Beyond BBDO, Allen is widely recognized as an advocate for advertising agencies and their unique ability to build enduring brands for clients. He has been involved in a broad range of industry associations and activities. He was president of the jury at the 1991 International Advertising Festival of Cannes, considered the most prestigious of the industry award shows. He has served on the boards of directors of both the American Association of Advertising Agencies and the International Advertising Association. Allen has also been on the board, the executive committee, and the creative review committee of the Ad Council, the foremost producer of philanthropic and social responsibility advertising.

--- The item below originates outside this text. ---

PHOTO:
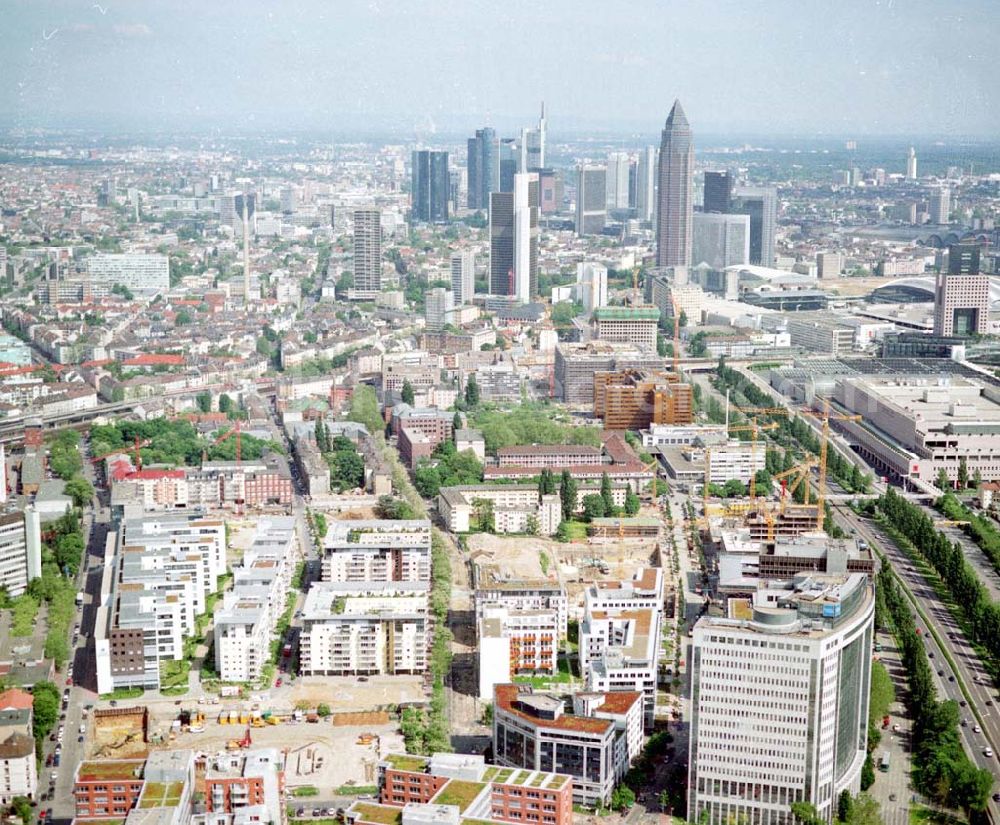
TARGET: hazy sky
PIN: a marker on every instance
(743, 67)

In addition, Allen was vice chairman and a founding member of The Partnership for Drug-Free Kids (formally The Partnership for a Drug-Free America) and a member of its board and executive committee. He also served as chairman of its creative review committee from its inception in 1986 through 2017. When the Partnership subsequently merged with the Center on Addiction, he was elected to that board on which he continues to serve.
Since retiring, Allen joined the Board of Trustees of the Connecticut Chapter of The Nature Conservancy, becoming a vice chairman and chairman. He serves on the Board of Trustees of the Lyme Academy of Fine Arts, the board of American Friends of IDC (Interdisciplinary Center Herzliya, Israel’s only non-state-supported university), and was a board member of Business for Diplomatic Action, an organization dedicated to promoting positive perceptions of America globally through public diplomacy. He has been a consultant to the Democratic National Committee and the U.S. State Department, and is a marketing and communications advisor to a variety of business and philanthropic organizations.

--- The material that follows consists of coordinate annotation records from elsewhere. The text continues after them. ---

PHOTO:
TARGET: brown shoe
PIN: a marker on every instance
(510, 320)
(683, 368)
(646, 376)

Finally, Allen has written a book entitled Funny Business: Moguls, Mobsters, Megastars and the Mad, Mad World of the Ad Game, published in 2006 — a collection of humorous stories from his experiences in the world of advertising and business.
Allen was born March 14, 1939 in New York City and graduated from Columbia College. He served in the U.S. Naval Air Reserve, taught at Brooklyn College, and worked as a copywriter at J.B. Rundle Advertising, a business-to-business agency, before joining BBDO.
He is married, has four children, three grandchildren, many grandpups, grandcats, and a wide variety of feathered and reptilian others. He divides his time between Lyme, Connecticut, New York City, Park City, Utah and traveling, as he put it, to the many places he has been but never seen.